In A True History of the Johnstown Flood, the Baxter troupe is made up of two brothers (Richard and James) and a sister (Fanny) with the help of Nathan, their African-American piano player, and Colleen, who helps with everything needed. Since the play is set in 1889, the acting styles of the actors are very melodramatic and their huge gestures are very comical in today’s standards. Although the melodramatic performances didn’t get the response it was made for, I still think it was well done. It showed that theatre was an art form that took people away from reality; in this play, reality had issues that needed to be addressed, and in the 19th century, theatre never addressed real issues.
The main issue seen and partially discussed in the play was that the officials, rich men who benefited from the booming earnings of the Industrial Revolution, of the South Fork Fishing and Hunting Club, located in the Alleghany Mountains and 80 miles from Pittsburg, made the decision to clog the screen in the dam of a manmade lake to prevent the fish from escaping into another reservoir. Torrential rains caused the water to rise, which caused the dam to overspill and cause the flood.
James, the youngest brother in the troupe, went to Europe for a summer, and the plays he saw made him re- think the type of stories theatre should tell.
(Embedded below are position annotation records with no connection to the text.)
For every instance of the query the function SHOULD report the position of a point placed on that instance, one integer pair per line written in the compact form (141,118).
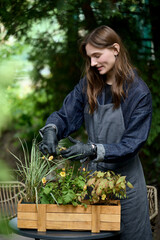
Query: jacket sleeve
(70,117)
(135,135)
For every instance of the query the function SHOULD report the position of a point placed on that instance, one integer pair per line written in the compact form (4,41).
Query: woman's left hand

After the flood hit Johnstown, Clara Barton of the American Red Cross told Richard and James to bring the troupe together to perform for the victims of the flood to heal them emotionally. This was the chance for James to write a type of play that he wanted to write, and tell a story that he wanted to tell, so he discussed how the officials were at fault.
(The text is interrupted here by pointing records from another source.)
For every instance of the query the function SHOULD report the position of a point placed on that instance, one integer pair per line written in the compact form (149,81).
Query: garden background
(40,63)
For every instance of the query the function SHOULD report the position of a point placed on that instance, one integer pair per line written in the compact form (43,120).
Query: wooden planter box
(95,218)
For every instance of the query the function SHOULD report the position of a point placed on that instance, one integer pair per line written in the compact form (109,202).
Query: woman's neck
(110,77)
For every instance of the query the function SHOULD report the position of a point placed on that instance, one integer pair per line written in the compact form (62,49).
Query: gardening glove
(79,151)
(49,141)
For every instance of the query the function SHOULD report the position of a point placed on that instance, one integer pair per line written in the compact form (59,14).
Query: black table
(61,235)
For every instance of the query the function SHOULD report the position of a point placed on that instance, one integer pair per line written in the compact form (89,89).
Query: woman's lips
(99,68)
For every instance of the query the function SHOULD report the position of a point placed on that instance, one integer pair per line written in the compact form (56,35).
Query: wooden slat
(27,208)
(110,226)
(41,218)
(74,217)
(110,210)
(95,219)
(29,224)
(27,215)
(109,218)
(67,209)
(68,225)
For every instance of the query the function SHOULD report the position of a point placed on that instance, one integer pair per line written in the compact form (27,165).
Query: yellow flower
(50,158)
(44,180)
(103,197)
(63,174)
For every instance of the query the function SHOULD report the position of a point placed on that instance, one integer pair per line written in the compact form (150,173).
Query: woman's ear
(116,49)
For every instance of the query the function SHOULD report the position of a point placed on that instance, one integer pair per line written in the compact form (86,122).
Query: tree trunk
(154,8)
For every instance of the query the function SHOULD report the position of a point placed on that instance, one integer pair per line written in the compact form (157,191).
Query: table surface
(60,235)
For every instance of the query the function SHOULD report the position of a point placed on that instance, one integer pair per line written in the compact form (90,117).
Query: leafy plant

From reading reviews of the play by Chris Jones and Richard Zoglin and watching the playwright’s own explanation on the Goodman website, I learned that playwright Rebecca Gilman was trying to show the audience the power artists have when it comes to natural disasters or any other political or social conflict. This is a good topic, and, being an artist myself, I truly appreciate her point, but I think she could have approached this idea differently. The reason being is that she has this topic working a long side a flood incident, which is so big that it has to have a major part in the play. The audience expects the flood to be a major part of the play, but in Johnstown Flood, I don’t feel like the flood was discussed and explored enough to actually be a part of the play. All I saw was the flood (technically heard), the destruction, and how the troupe coped. There was no explanation to how the Johnstown recovered. Instead we saw that Fanny and Walter Lippincott’s relationship was jeopardized by their sex scene after the flood struck Johnstown and that the Baxters don’t know what to do with their scenic train car dilapidated. In the last scene, you see Fanny holding her baby and James coming home from work. The question is what happened in between this scene and the scene before. From how Rebecca Gilman and Director Robert Falls presented it, the flood was an abandoned aspect in the play.
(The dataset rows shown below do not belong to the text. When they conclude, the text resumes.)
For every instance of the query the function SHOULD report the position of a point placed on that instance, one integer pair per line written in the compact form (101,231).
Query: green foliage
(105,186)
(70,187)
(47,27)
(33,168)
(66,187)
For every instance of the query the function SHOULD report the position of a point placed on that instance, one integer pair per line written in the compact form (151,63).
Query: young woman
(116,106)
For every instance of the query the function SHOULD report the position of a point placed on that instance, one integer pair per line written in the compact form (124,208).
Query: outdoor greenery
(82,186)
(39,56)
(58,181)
Although this play has some flaws, it also had some strengths .When the flood struck Johnstown, the sound effects of the water hitting different structures was a very effective scene. The entire theatre was dark, so I felt like buildings, factories, and lives were being ended all around me. It was a moving scene that allowed me and the rest of the audience to empathize with the characters. Set designer Walt Spangler has a good eye for detail and used his knowledge of the time period to make the set realistically appealing. Also the way historical information was given throughout some of the play, even if something things weren’t described or explored enough flowed into the play.
The True History of the Johnstown Flood was a play that did not live up to my expectations. I think it was the least desirable play I have seen this season. I think Rebecca Gilman’s direction of the story she wanted to tell could have been told differently to tell a compelling story.